XGBoost [1] is an open-source software library that provides the gradient boosting framework for C ++ , Java , Python , [2] R , [3] and Julia . [4] It works on Linux , Windows , [5] and macOS . [6] From the project description, it aims to provide a “Scalable, Portable and Distributed Gradient Boosting (GBM, GBRT, GBDT) Library”. Other than running on a single machine, it also supports the distributed processing frameworksApache Hadoop , Spark Apache , and Apache Flink . It has gained much popularity and attention recently as it was the algorithm of choice for… More →

Virtuoso Universal Server

Virtuoso Universal Server is a middleware and database engine that combines the functionality of a traditional Relational Database Management System (RDBMS), object-relational database (ORDBMS), virtual database , RDF , XML , free-text , web application server and file server functionality in a single system. Virtuoso is a “universal server”; it allows a single multithreaded server processthat implements multiple protocols. The open source edition of Virtuoso Universal Server is also known as OpenLink Virtuoso . The software has-been developed by OpenLink Software with Kingsley Uyi Idehen and Orri Erling as the chief software architects .

Apache Spark

Apache Spark is an open-source cluster-computing framework . Originally Developed at the University of California, Berkeley ‘s AMPLab , the Spark codebase Was later Donated to the Apache Software Foundation , qui HAS maintained it since. Spark provides an interface for full programming with implicit data parallelism and fault tolerance .

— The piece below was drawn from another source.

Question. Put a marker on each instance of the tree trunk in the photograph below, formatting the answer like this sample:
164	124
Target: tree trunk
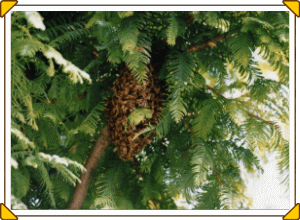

SAP HANA is an in-memory , column-oriented , relational database management system developed and marketed by SAP SE . [1] [2] Its primary function is a database server and is retrieved as requested by the applications. In addition, it Performs advanced analytics ( predictive analytics , spatial data processing , text analytics, text search, streaming analytics , graph data processing ) and includes ETL capabilities as well as an Application Server .


Qizx is a proprietary XML database that provides native storage for XML data. Qizx was first developed by Xavier Franc of Axyana [1] and was purchased by Qualcomm in 2013. [2] Qizx was re-released by Qualcomm in late 2014 on Amazon Web Services . [3]

Oracle NoSQL Database

Oracle NoSQL Database is a NoSQL -type distributed key-value database from Oracle Corporation . [1] [2] [3] [4] It provides transactional semantics for data manipulation, horizontal scalability, and simple administration and monitoring.


NoSQLz is a consistent key-value for the large data store ( NoSQL database) for z / OS IBM systems. [1] It was developed by Thierry Falissard in 2013. The purpose is to provide a low-cost alternative to all proprietary mainframe DBMS (version 1 is free software ).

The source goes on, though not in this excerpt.